Booker Ervin nació en octubre de 1930 en Denison (Texas) y murió en New York en julio de 1970. Fue un saxofonista que se caracterizó por un sonido fuerte, duro, de notas largas. Su estilo musical tiene ecos de blues, góspel, de raíces que supieron cosechar los mejores jazzistas de la época del 60.

Booker Ervin primero aprendió a tocar el trombón de la mano de su padre, quien había tocado ese instrumento con Buddy Tate, otro saxofonista y clarinetista estadounidense. Pero fue luego de dejar la escuela que Booker se une a la Fuerza Aérea de los Estados Unidos y es ahí donde aprende a tocar el saxo tenor.

Después de completar el servicio en 1953, Ervin se traslada a Boston y estudia en el Berklee College of Music; para un tiempo más tarde, en 1954, viajar hacia la Tulsa y unirse a la banda de Ernie Fields (trombonista).

Ya instalado en New York, Booker se une al cuarteto de Horace Parlam (pianista), con quien graba Up & Down y Happy Frame of Mind (ambos para el sello Blue Note Records). De 1956 a 1963, Booker trabajó con Charles Mingus, grabando junto con Mingus Ah Um, Mingus Dynasty, Blues & Roots, entre otros.
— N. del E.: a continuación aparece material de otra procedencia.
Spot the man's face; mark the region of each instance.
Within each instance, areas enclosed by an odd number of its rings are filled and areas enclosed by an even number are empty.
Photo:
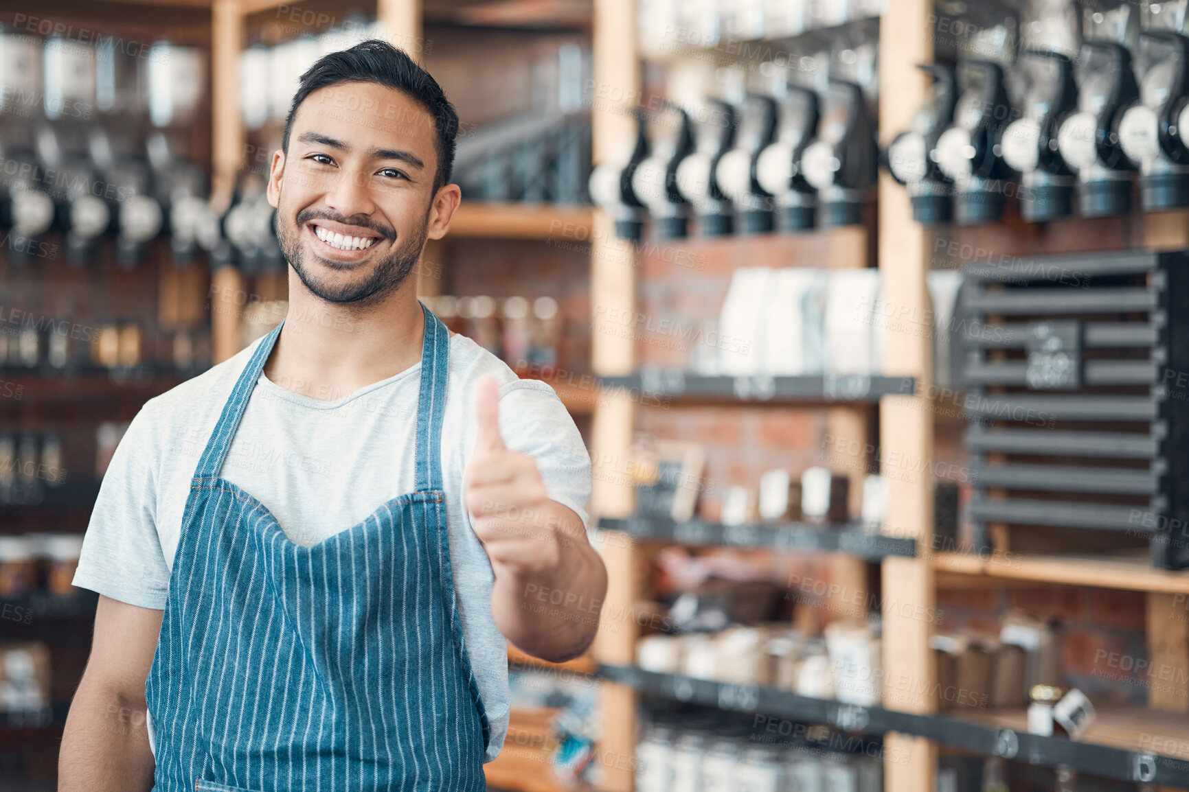
[[[312,293],[382,300],[417,262],[430,215],[432,236],[445,233],[435,137],[421,104],[378,83],[329,85],[301,103],[288,154],[273,154],[269,203],[285,258]]]

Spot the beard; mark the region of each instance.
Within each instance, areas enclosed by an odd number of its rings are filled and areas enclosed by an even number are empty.
[[[364,218],[348,221],[346,217],[316,209],[298,211],[296,223],[290,228],[288,224],[281,222],[281,213],[277,213],[277,241],[281,242],[281,249],[285,254],[285,259],[292,266],[297,277],[301,278],[306,289],[315,297],[325,299],[328,303],[356,303],[360,308],[382,302],[404,283],[409,273],[413,272],[413,267],[417,264],[417,259],[421,258],[421,249],[426,246],[426,230],[429,226],[429,213],[427,211],[420,226],[414,229],[413,235],[401,242],[401,245],[394,247],[385,258],[377,261],[372,266],[371,274],[365,280],[361,283],[335,285],[312,273],[306,266],[306,260],[302,255],[301,228],[307,222],[320,218],[367,228],[390,242],[397,239],[396,232],[389,226],[377,224]],[[358,222],[359,220],[363,222]],[[378,243],[379,241],[376,242],[376,245]],[[332,270],[344,271],[352,268],[351,265],[344,265],[331,259],[322,259],[322,261]]]

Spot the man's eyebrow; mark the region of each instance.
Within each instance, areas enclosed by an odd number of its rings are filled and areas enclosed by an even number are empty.
[[[402,148],[372,148],[371,156],[372,159],[397,159],[402,163],[413,165],[419,171],[423,170],[426,166],[426,164],[421,161],[420,157]]]
[[[338,148],[339,151],[350,152],[351,145],[331,138],[329,135],[319,134],[316,132],[302,132],[297,135],[298,142],[316,142],[321,146],[327,146],[328,148]],[[421,158],[413,152],[404,151],[403,148],[372,148],[372,159],[396,159],[402,163],[407,163],[417,170],[424,170],[426,164],[421,161]]]

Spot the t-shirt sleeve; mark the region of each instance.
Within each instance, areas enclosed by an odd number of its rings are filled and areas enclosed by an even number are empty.
[[[161,445],[152,405],[137,413],[103,474],[73,583],[120,602],[163,610],[169,568],[157,536]]]
[[[591,458],[561,399],[545,382],[518,380],[499,388],[499,435],[512,451],[536,460],[545,490],[586,525]]]

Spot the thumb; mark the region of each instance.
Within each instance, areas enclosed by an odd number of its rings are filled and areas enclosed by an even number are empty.
[[[499,385],[496,382],[496,378],[484,376],[479,380],[474,398],[474,417],[479,424],[474,450],[504,450],[504,441],[499,437]]]

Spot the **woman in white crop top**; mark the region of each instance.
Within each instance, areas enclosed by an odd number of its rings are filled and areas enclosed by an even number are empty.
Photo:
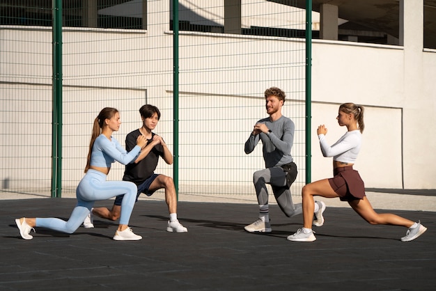
[[[413,240],[422,235],[427,228],[420,222],[414,222],[390,213],[378,214],[374,211],[365,195],[365,187],[359,173],[352,166],[357,158],[361,144],[361,132],[364,131],[364,107],[353,103],[344,103],[339,107],[336,117],[340,126],[345,126],[347,132],[332,146],[329,146],[325,135],[327,129],[322,125],[318,127],[321,151],[324,157],[333,157],[334,177],[308,184],[303,187],[304,227],[288,239],[294,242],[313,242],[316,239],[312,231],[312,224],[322,226],[324,224],[322,213],[325,205],[315,212],[313,196],[337,198],[348,202],[352,208],[371,224],[388,224],[407,228],[403,242]]]
[[[80,226],[89,213],[94,202],[124,194],[122,202],[120,224],[114,236],[115,240],[139,240],[128,223],[137,198],[137,185],[127,181],[107,181],[106,178],[115,161],[123,164],[134,161],[147,139],[139,136],[137,146],[129,152],[121,147],[112,133],[120,128],[120,113],[115,108],[104,108],[95,118],[89,145],[86,175],[76,189],[77,203],[68,221],[58,218],[24,218],[15,219],[20,234],[24,239],[31,239],[30,235],[34,227],[49,228],[66,233],[72,233]]]

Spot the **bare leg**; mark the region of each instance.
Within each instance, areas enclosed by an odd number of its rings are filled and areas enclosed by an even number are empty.
[[[173,178],[164,175],[159,175],[150,185],[149,190],[156,191],[162,188],[165,189],[165,202],[168,205],[169,212],[177,213],[177,196]]]
[[[391,213],[378,214],[374,211],[366,197],[361,200],[349,201],[355,211],[371,224],[389,224],[410,228],[414,221]]]
[[[338,197],[333,190],[328,179],[320,180],[303,187],[302,196],[303,201],[303,219],[305,228],[312,228],[313,221],[313,211],[315,210],[315,200],[313,196],[320,196],[326,198]]]

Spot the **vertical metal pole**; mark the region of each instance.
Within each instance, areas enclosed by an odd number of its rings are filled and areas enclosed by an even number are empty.
[[[312,118],[312,0],[306,1],[306,184],[311,177]]]
[[[173,0],[173,126],[174,128],[173,180],[178,200],[178,0]]]
[[[53,0],[52,197],[62,189],[62,0]]]

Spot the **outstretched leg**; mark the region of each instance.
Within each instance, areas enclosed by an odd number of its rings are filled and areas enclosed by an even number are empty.
[[[391,213],[379,214],[375,212],[366,196],[364,197],[363,199],[349,201],[348,204],[361,218],[371,224],[389,224],[408,228],[414,223],[411,220]]]

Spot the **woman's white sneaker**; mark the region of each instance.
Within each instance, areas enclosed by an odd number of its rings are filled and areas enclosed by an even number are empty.
[[[316,239],[315,235],[313,235],[313,231],[311,231],[310,233],[306,233],[302,228],[299,228],[297,230],[297,233],[293,235],[290,235],[288,237],[288,240],[293,242],[313,242]]]
[[[29,235],[29,233],[31,230],[33,230],[33,231],[36,232],[35,229],[27,224],[26,222],[26,218],[23,217],[23,222],[20,222],[20,219],[15,219],[15,223],[20,230],[20,235],[22,238],[24,239],[31,239],[33,238],[33,237]]]
[[[114,240],[139,240],[141,239],[141,235],[135,235],[129,227],[123,231],[116,230],[114,236]]]
[[[93,210],[91,209],[85,220],[84,220],[84,228],[94,228],[94,214],[93,214]]]
[[[401,237],[401,242],[410,242],[411,240],[414,240],[424,233],[426,230],[427,230],[427,228],[421,224],[421,221],[419,221],[418,222],[418,226],[407,230],[405,237]]]
[[[178,220],[174,221],[168,221],[166,231],[170,233],[187,233],[188,229],[180,224]]]

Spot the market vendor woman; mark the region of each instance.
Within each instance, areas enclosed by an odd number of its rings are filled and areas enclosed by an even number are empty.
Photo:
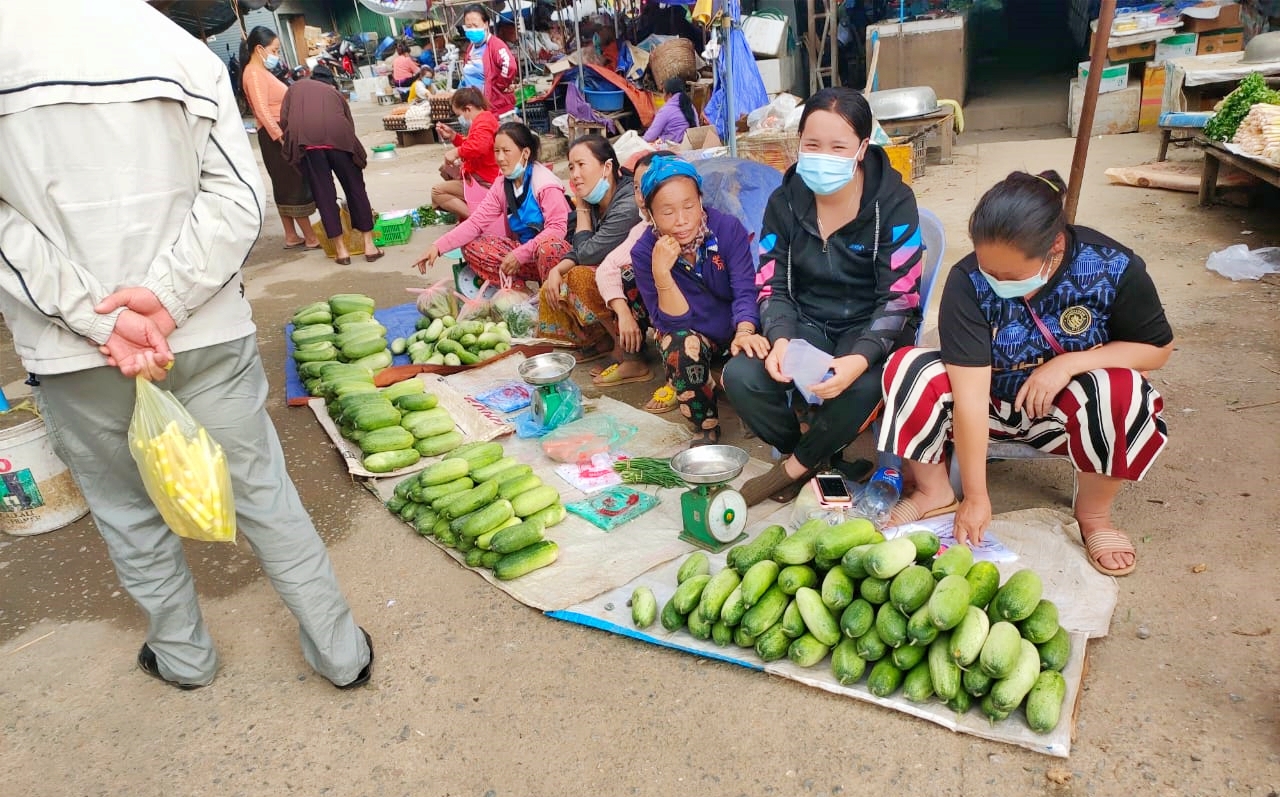
[[[942,293],[942,351],[890,357],[879,448],[915,477],[890,522],[954,508],[951,440],[964,487],[955,536],[980,542],[992,512],[987,441],[1018,440],[1070,458],[1089,562],[1124,576],[1137,551],[1111,505],[1165,448],[1164,400],[1144,374],[1169,359],[1174,334],[1143,261],[1069,225],[1065,191],[1055,171],[1015,171],[988,191],[969,219],[974,253]]]
[[[764,362],[735,357],[724,390],[742,421],[782,459],[742,486],[749,507],[787,503],[828,467],[881,403],[884,358],[920,321],[920,221],[915,194],[868,141],[872,111],[851,88],[824,88],[800,116],[800,159],[764,210],[760,317]],[[801,432],[803,402],[783,371],[791,342],[835,358],[812,390],[822,403]]]
[[[541,281],[572,248],[564,239],[568,201],[550,169],[538,162],[538,136],[520,122],[498,128],[493,156],[502,173],[471,216],[426,248],[417,270],[440,252],[462,247],[462,256],[481,279],[498,285],[503,276]],[[504,234],[490,230],[503,228]]]
[[[582,136],[568,148],[573,189],[573,248],[547,272],[538,306],[538,334],[577,347],[579,362],[613,351],[603,319],[609,307],[595,284],[595,267],[640,221],[631,175],[603,136]]]
[[[763,359],[755,264],[746,228],[703,206],[703,180],[687,161],[659,157],[640,183],[653,229],[631,251],[636,288],[658,331],[667,379],[698,436],[721,439],[712,368],[731,354]]]

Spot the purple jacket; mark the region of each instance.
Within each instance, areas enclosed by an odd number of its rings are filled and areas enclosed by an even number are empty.
[[[676,285],[689,302],[689,312],[685,315],[668,316],[658,310],[658,288],[653,281],[653,247],[658,238],[652,229],[631,249],[631,266],[635,269],[640,298],[658,331],[691,329],[716,343],[728,345],[740,322],[750,321],[756,329],[760,327],[755,260],[746,228],[737,219],[708,207],[707,226],[716,238],[716,246],[708,247],[705,262],[701,264],[701,279],[678,265],[671,270]]]

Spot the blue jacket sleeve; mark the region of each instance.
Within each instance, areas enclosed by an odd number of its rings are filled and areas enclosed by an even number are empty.
[[[751,242],[746,235],[746,229],[732,216],[726,217],[728,224],[721,239],[721,251],[724,252],[728,262],[728,285],[733,292],[733,326],[742,321],[750,321],[760,331],[760,310],[756,299],[760,296],[755,287],[755,258],[751,256]]]

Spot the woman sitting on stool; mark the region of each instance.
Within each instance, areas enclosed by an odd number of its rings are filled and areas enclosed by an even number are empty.
[[[498,128],[493,155],[503,178],[493,184],[471,216],[429,246],[417,270],[435,262],[440,252],[462,247],[471,270],[494,285],[503,276],[541,281],[572,248],[564,239],[568,201],[550,169],[538,162],[538,136],[520,122]],[[506,235],[484,230],[506,223]]]
[[[902,349],[884,366],[879,448],[915,477],[890,523],[955,510],[956,540],[982,542],[987,441],[1018,440],[1071,459],[1089,562],[1124,576],[1137,551],[1114,528],[1111,505],[1165,448],[1164,400],[1143,374],[1169,361],[1174,333],[1142,260],[1069,225],[1065,191],[1055,171],[1015,171],[988,191],[969,219],[974,253],[942,292],[942,351]],[[947,440],[964,486],[959,508]]]
[[[731,354],[769,353],[750,238],[733,216],[703,207],[703,180],[687,161],[655,159],[640,191],[653,229],[631,251],[636,288],[680,412],[698,432],[694,445],[719,443],[712,370]]]
[[[782,453],[742,485],[749,507],[795,499],[858,436],[881,403],[884,358],[920,322],[920,220],[915,196],[868,138],[872,111],[851,88],[824,88],[800,116],[800,160],[764,210],[760,317],[769,357],[735,357],[724,391],[742,421]],[[801,432],[783,374],[799,338],[832,354],[832,375],[803,385],[823,399]]]

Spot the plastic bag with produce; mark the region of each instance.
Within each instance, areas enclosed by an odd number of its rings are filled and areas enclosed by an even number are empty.
[[[428,319],[458,315],[458,294],[453,280],[442,279],[417,294],[417,311]]]
[[[129,452],[151,503],[179,537],[236,541],[227,455],[168,390],[137,379]]]

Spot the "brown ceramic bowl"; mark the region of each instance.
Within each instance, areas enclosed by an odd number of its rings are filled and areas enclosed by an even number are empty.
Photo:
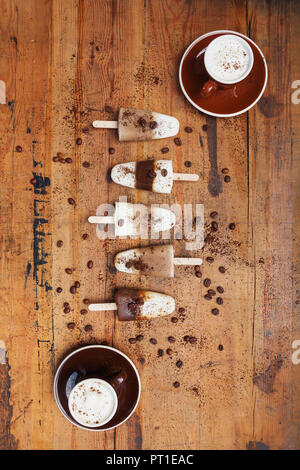
[[[112,377],[121,371],[125,372],[126,380],[116,389],[118,407],[112,419],[97,428],[77,423],[68,407],[72,388],[81,380]],[[132,415],[140,399],[141,381],[135,365],[124,353],[109,346],[91,345],[77,349],[62,361],[53,388],[58,408],[72,424],[88,431],[107,431],[120,426]]]

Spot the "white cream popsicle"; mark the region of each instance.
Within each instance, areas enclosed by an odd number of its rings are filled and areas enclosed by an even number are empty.
[[[142,160],[115,165],[111,170],[111,179],[128,188],[169,194],[173,181],[198,181],[199,176],[173,173],[172,160]]]
[[[174,265],[200,265],[201,258],[175,258],[173,245],[154,245],[121,251],[114,258],[115,267],[128,274],[174,277]]]
[[[169,315],[175,310],[175,300],[158,292],[121,288],[115,293],[115,303],[90,304],[88,308],[90,311],[117,310],[120,321],[132,321]]]
[[[149,224],[153,232],[170,230],[176,223],[176,216],[163,207],[116,202],[112,216],[91,216],[88,221],[91,224],[114,224],[115,236],[124,237],[148,233]]]
[[[179,131],[173,116],[133,108],[120,108],[118,121],[94,121],[93,126],[118,129],[120,141],[164,139]]]

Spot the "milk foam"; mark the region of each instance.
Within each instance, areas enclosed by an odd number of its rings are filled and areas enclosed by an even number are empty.
[[[84,426],[97,427],[114,415],[117,397],[112,387],[100,379],[83,380],[73,388],[69,409],[73,418]]]
[[[239,81],[252,67],[252,51],[241,38],[232,35],[219,36],[205,52],[205,66],[217,81]]]

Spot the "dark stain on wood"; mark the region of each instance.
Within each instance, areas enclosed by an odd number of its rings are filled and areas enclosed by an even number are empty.
[[[208,191],[213,197],[219,196],[222,192],[222,181],[218,174],[218,156],[217,156],[217,121],[216,118],[208,116],[207,123],[207,145],[210,162]]]
[[[273,392],[274,381],[278,371],[281,369],[283,360],[280,357],[272,359],[269,367],[260,375],[254,375],[253,383],[265,393]]]

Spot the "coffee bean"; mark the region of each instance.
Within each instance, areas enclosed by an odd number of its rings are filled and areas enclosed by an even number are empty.
[[[174,336],[169,336],[168,341],[169,343],[175,343],[176,339],[174,338]]]
[[[129,343],[130,344],[135,344],[136,343],[136,339],[135,338],[129,338]]]

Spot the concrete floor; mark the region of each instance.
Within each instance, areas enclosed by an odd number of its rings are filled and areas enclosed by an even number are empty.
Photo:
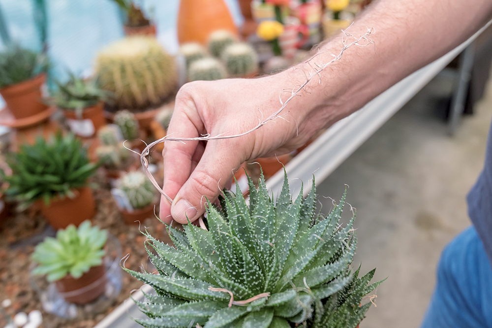
[[[318,189],[338,199],[350,186],[347,200],[357,208],[354,265],[362,262],[364,273],[377,267],[375,279],[388,277],[362,328],[419,327],[441,251],[470,224],[465,197],[482,167],[492,83],[453,137],[436,109],[450,88],[449,80],[434,79]],[[319,198],[327,212],[331,200]]]

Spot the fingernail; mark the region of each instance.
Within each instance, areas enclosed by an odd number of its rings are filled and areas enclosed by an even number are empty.
[[[196,209],[185,199],[180,199],[173,209],[173,216],[178,221],[187,223],[186,217],[191,220],[196,215]]]

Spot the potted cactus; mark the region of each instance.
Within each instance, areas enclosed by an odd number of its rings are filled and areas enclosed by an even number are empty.
[[[231,76],[252,77],[258,72],[258,56],[247,43],[234,43],[222,53],[221,59]]]
[[[12,174],[2,174],[9,184],[5,193],[19,202],[19,210],[36,203],[57,229],[78,226],[94,216],[88,185],[97,165],[89,162],[86,149],[73,134],[63,137],[59,132],[48,142],[38,137],[33,145],[21,146],[7,163]]]
[[[127,173],[117,184],[128,201],[125,207],[119,206],[126,224],[139,224],[154,216],[155,193],[154,185],[144,172]],[[120,202],[117,201],[117,203],[120,204]]]
[[[14,46],[0,53],[0,94],[16,119],[45,112],[41,87],[46,80],[48,60],[43,54]]]
[[[263,178],[257,189],[249,182],[249,204],[241,193],[230,192],[220,208],[208,203],[207,230],[188,224],[184,232],[166,226],[175,248],[144,232],[158,274],[126,269],[155,292],[136,301],[149,317],[137,322],[177,328],[357,326],[371,304],[366,295],[382,282],[369,284],[375,269],[359,277],[359,269],[352,269],[357,237],[354,218],[344,227],[340,222],[345,195],[324,218],[315,212],[314,183],[306,199],[302,191],[292,199],[286,176],[274,202]]]
[[[104,292],[106,283],[103,258],[107,232],[84,221],[77,229],[70,225],[47,237],[34,248],[31,258],[37,264],[32,273],[46,275],[68,302],[86,304]]]
[[[83,80],[71,72],[68,74],[66,83],[56,81],[58,90],[52,95],[53,102],[63,110],[73,133],[83,137],[93,136],[106,125],[102,104],[108,100],[109,93],[99,89],[93,79]]]
[[[129,109],[146,131],[178,86],[174,59],[153,38],[129,37],[106,47],[96,59],[95,71],[101,88],[113,94],[109,118]]]
[[[210,54],[219,58],[227,46],[237,41],[237,37],[231,32],[226,30],[219,30],[210,34],[207,44]]]
[[[193,62],[188,70],[188,81],[213,81],[227,77],[223,64],[212,57]]]
[[[123,27],[126,35],[149,35],[157,34],[155,25],[145,17],[142,9],[131,0],[113,0],[126,14]]]

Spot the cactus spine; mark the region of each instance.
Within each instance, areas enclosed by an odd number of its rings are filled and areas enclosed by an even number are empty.
[[[216,31],[209,38],[207,44],[209,52],[215,57],[220,57],[226,47],[236,42],[236,36],[228,31]]]
[[[174,59],[154,38],[131,36],[110,45],[98,55],[95,71],[117,109],[160,105],[177,86]]]
[[[126,194],[134,209],[143,208],[154,199],[154,187],[143,172],[127,173],[120,180],[120,187]]]
[[[188,72],[188,80],[213,81],[225,78],[227,72],[223,65],[216,59],[203,58],[193,62]]]
[[[138,137],[138,122],[135,115],[129,111],[123,110],[117,112],[114,121],[121,130],[123,138],[134,140]]]
[[[245,76],[258,69],[258,56],[247,43],[234,43],[224,50],[221,56],[230,75]]]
Mingus supo crear una gran influencia en Booker. Esta se vería plasmada sobre todo durante los años 60, cuando Ervin dirige su propio cuarteto junto con el pianista Jake Byard, el bajista Richard Davis y el baterista Alan Dawson. Junto a esta formación grabó para el sello Prestigie.

Entre 1963 y 1966, Booker grabó para el sello Blue Note Records y tocó junto al pianista Randy Weston, quien dijo de Ervin: “Booker Ervin, para mí, estaba en el mismo nivel que John Coltrane. Era un saxofonista original… Era un maestro”.

Estas palabras de Randy Weston describen la música que supo ejecutar Booker Ervin desde sus influencias musicales, para lograr así, un estilo único dentro del jazz de los años 60. Un estilo que conjuga la fuerza arrolladora de un tren y el silencio de una noche bajo la luz de las estrellas. Un estilo tan personal para tocar el saxo, que cuando llegan los solos, el tiempo parece detenerse en los oídos de la noche.